Register For Our Mailing List

Register to receive our free weekly newsletter including editorials.

Home / 249

Are two SMSFs worth the bother?

Following the introduction of the $1.6 million transfer balance cap, many clients have asked whether it may be desirable to start a second SMSF to quarantine different benefit types and maximise their overall superannuation benefits. The Australian Taxation Office (ATO) has advised that it may not look kindly upon such arrangements. However, the ATO must treat each case on its merits.

Why consider such an arrangement? Most strategies centre on the principle of separating accumulation and pension benefits in order to maintain or grow the tax-free (pension) component in a separate fund. This makes sense if particular assets are expected to grow at a higher rate or generate more income than others. However, the ATO has the discretion to argue that Part IVA of the Income Tax Assessment Act (ITAA) applies in circumstances where a taxpayer has structured their affairs with the sole or primary purpose of avoiding tax, therefore there should be a greater objective at stake.

Administration costs and CGT

The total amount you can transfer to an income stream is capped at $1.6 million, although this amount can grow or decline in value without being assessed against the cap again (unless you make substitutions). Many retirees are keen to quarantine their high-yielding assets in this tax-free pension phase, and leave lower earning assets in the accumulation phase where income is taxed at 15%.

If you have an SMSF, generally earnings on your pension and accumulation accounts are assessed proportionately for tax purposes, which means you can’t allocate your higher-earning assets to the pension account and the lower-earning assets to your accumulation account. If you have two separate funds, different assets (and therefore their earnings) are segregated (for example, property in one fund and equities in another). However, you will have to pay two sets of administration costs, which could exceed the amount saved in tax payable on the different earnings.

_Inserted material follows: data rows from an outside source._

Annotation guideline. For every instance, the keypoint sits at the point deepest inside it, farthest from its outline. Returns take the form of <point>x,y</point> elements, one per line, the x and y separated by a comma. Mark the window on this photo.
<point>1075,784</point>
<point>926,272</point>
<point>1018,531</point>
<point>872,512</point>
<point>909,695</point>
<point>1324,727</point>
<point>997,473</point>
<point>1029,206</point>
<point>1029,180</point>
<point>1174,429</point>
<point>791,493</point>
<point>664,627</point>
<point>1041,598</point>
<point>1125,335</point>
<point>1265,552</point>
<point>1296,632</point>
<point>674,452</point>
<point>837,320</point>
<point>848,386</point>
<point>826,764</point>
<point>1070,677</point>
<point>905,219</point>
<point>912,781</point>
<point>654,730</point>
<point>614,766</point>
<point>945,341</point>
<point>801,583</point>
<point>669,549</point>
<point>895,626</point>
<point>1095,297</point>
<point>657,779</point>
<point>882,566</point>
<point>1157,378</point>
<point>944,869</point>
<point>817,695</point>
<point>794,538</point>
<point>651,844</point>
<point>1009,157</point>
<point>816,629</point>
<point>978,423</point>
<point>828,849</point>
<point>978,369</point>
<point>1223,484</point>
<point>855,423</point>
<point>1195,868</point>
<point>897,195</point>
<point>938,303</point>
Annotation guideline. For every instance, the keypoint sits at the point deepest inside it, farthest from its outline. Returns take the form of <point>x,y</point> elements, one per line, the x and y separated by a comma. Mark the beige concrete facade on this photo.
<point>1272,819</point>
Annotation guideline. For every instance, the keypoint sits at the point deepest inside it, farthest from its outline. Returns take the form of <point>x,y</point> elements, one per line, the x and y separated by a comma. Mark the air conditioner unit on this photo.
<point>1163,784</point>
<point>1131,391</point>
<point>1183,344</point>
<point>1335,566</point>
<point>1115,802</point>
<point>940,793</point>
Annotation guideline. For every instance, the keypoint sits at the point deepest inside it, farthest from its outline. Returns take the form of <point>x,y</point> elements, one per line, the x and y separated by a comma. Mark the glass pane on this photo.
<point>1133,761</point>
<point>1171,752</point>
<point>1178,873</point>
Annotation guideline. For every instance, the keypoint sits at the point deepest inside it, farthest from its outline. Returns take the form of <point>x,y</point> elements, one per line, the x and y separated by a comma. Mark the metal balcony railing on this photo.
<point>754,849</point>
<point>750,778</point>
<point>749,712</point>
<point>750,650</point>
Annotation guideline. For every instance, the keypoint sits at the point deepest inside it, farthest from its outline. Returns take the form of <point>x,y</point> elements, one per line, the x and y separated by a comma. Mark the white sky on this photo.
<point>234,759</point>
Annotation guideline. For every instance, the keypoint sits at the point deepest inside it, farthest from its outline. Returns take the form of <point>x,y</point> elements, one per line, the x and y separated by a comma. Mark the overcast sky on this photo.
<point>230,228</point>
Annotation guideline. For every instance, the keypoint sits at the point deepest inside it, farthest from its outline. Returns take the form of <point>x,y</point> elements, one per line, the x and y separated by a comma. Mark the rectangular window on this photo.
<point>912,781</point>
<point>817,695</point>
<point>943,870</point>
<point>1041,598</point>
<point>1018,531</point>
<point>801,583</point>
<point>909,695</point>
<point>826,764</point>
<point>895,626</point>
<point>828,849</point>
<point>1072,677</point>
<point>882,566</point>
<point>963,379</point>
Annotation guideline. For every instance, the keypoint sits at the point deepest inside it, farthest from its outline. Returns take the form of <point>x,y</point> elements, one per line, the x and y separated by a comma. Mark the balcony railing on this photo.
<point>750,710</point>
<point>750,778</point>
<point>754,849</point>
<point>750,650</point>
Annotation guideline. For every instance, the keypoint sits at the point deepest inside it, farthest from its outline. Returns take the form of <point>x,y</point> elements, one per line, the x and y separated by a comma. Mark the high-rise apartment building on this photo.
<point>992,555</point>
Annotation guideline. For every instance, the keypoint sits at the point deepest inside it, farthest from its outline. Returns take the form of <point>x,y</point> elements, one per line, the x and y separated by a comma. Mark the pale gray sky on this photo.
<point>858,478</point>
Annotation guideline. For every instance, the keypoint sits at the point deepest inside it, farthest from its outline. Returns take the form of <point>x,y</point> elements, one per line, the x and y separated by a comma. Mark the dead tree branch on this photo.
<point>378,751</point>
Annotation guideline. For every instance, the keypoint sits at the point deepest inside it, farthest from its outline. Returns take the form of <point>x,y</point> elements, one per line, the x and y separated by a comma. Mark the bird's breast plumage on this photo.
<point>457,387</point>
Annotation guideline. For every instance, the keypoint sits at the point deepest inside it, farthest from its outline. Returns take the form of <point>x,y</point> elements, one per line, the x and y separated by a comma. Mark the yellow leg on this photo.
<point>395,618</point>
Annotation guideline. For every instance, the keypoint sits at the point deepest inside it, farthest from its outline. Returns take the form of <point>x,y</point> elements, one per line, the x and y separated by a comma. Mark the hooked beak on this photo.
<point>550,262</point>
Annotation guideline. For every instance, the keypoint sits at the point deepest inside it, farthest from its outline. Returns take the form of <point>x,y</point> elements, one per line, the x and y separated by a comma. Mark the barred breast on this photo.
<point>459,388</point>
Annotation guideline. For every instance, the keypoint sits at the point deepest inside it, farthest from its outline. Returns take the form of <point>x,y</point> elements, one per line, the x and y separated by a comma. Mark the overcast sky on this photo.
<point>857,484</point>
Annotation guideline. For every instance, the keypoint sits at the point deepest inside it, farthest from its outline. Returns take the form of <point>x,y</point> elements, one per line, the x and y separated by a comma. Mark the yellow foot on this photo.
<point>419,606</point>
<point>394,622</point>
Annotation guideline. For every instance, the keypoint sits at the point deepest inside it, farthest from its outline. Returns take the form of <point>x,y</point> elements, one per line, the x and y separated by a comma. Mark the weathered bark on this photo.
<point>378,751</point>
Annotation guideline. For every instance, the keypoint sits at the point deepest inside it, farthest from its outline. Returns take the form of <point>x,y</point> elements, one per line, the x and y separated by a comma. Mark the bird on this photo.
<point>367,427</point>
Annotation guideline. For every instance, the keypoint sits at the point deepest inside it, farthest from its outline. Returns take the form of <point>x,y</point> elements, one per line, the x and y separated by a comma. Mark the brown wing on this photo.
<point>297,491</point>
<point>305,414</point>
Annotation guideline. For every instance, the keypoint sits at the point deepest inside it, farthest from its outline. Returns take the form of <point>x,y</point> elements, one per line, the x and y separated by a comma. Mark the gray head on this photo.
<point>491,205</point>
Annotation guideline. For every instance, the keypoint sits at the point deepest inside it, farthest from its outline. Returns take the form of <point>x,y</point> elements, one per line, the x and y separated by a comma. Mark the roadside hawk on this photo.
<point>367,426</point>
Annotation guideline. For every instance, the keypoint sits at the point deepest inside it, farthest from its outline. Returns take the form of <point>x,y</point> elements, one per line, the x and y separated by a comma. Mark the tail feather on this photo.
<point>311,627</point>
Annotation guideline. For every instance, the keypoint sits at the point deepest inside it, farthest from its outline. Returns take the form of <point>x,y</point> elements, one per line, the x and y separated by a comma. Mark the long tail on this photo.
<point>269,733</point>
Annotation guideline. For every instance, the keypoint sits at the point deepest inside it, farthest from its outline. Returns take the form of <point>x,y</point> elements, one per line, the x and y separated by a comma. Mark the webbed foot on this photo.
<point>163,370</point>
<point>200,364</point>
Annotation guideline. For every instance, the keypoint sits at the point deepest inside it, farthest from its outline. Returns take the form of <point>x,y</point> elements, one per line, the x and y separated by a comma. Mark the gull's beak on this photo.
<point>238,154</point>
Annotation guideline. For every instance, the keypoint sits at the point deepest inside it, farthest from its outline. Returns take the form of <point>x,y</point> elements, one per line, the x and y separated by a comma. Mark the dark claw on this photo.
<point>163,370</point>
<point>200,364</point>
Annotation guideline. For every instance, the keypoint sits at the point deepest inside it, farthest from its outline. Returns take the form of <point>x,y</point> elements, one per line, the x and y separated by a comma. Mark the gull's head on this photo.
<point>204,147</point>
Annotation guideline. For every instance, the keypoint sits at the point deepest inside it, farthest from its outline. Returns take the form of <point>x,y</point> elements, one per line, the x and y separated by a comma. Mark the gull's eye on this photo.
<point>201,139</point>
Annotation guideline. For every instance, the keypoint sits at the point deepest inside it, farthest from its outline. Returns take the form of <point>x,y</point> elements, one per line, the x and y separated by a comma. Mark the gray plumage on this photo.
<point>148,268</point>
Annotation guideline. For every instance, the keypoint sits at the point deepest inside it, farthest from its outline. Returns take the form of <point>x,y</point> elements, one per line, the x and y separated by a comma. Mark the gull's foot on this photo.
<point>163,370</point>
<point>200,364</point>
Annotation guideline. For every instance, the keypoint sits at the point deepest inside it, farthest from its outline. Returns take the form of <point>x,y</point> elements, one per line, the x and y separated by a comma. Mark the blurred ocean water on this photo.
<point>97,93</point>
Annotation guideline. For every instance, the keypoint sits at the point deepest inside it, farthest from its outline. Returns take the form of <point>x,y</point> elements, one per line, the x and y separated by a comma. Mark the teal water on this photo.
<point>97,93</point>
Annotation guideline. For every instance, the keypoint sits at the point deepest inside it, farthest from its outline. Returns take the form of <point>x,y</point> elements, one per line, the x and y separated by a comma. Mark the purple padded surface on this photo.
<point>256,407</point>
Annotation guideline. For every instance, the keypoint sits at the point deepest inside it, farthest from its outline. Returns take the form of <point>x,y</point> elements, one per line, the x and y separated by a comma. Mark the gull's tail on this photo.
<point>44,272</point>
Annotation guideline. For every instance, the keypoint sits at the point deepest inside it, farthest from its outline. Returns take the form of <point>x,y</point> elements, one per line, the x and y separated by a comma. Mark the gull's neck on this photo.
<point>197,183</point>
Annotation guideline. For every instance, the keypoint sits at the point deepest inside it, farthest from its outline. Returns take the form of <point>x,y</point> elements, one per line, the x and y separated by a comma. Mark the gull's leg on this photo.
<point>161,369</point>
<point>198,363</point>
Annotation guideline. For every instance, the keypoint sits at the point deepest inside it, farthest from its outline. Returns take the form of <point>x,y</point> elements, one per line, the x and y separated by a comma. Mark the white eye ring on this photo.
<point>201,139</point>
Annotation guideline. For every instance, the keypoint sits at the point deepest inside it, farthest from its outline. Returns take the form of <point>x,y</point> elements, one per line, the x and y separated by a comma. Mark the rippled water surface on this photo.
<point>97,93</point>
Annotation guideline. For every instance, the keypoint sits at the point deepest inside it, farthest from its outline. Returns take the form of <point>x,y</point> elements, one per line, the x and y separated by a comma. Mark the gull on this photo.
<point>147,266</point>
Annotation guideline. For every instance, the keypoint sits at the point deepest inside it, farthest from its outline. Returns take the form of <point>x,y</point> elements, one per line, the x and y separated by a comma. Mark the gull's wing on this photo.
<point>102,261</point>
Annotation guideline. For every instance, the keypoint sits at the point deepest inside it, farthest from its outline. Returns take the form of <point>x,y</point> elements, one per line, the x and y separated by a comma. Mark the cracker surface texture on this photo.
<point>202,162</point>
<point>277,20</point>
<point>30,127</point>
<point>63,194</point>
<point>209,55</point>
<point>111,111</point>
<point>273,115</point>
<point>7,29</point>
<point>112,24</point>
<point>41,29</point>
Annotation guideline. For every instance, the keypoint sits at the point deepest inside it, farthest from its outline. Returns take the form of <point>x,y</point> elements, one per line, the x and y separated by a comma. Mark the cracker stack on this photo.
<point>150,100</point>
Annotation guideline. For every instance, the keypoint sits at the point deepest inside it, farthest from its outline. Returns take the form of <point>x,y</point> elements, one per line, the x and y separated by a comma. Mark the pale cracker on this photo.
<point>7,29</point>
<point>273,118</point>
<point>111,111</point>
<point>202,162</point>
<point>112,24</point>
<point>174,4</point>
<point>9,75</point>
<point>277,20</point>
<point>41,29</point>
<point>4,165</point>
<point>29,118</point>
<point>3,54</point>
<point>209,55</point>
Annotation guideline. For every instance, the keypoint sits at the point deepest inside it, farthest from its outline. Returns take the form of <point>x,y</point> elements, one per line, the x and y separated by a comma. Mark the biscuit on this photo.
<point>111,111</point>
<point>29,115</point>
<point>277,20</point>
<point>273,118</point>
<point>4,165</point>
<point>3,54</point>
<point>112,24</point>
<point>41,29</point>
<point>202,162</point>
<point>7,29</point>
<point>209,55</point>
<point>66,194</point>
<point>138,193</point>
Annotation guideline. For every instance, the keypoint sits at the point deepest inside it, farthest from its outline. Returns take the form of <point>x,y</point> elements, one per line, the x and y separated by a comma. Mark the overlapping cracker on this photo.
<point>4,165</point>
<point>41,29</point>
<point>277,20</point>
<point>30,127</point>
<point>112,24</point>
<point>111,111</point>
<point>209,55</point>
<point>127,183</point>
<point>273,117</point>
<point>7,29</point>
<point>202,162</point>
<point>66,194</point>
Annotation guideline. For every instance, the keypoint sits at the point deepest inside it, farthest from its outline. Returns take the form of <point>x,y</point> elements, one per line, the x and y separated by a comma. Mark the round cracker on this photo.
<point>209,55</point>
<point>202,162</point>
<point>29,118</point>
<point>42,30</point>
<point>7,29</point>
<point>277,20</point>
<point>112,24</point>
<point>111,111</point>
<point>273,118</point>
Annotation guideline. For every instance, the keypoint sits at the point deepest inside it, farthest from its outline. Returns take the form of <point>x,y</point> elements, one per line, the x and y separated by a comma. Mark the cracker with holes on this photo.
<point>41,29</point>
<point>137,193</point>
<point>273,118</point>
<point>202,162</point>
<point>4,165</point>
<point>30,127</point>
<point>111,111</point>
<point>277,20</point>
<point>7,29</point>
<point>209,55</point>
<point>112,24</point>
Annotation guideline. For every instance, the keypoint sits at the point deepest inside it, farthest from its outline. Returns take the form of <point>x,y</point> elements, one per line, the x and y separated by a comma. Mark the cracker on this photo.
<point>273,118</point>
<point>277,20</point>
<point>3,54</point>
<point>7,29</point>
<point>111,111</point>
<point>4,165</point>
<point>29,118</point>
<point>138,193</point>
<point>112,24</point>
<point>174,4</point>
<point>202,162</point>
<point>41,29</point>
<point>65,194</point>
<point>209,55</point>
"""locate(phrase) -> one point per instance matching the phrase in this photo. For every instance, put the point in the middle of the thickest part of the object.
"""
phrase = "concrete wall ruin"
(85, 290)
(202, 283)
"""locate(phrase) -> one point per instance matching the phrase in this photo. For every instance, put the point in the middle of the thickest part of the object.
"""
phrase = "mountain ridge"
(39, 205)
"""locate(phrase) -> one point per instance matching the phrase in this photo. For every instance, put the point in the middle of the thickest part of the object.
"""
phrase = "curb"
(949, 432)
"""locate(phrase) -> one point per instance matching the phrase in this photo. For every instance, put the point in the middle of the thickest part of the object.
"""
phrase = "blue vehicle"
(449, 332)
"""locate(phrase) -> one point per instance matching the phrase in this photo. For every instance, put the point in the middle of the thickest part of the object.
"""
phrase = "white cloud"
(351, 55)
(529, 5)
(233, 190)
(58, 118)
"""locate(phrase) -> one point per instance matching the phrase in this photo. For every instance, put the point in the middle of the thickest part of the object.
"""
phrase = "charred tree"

If your fund is already fully or partly in pension phase, and you wish to set up another fund, not only would additional establishment and administration fees apply, but the sale or transfer of any assets from the existing fund to the new fund could create a capital gains tax (CGT) event. Capital gains in pension phase are generally tax-free, so this would be mostly relevant for accumulation interests. Stamp duty may be payable depending on the asset and the jurisdiction in which the transfer occurred.

Public offer funds

Many investors have a public offer fund in addition to their SMSF. This may be due to their employment arrangements, longstanding defined benefit schemes, or to retain insurance policies. While many individuals will roll these benefits into their SMSF at retirement, there may be incentives to retain these arrangements with a public offer fund, which will effectively quarantine the assets within this account. Others may consider establishing a new SMSF. While CGT and stamp duty issues are relevant only to the extent that they would apply in the public offer fund, the same considerations regarding purpose apply (i.e. the purpose is not the avoidance or minimisation of tax).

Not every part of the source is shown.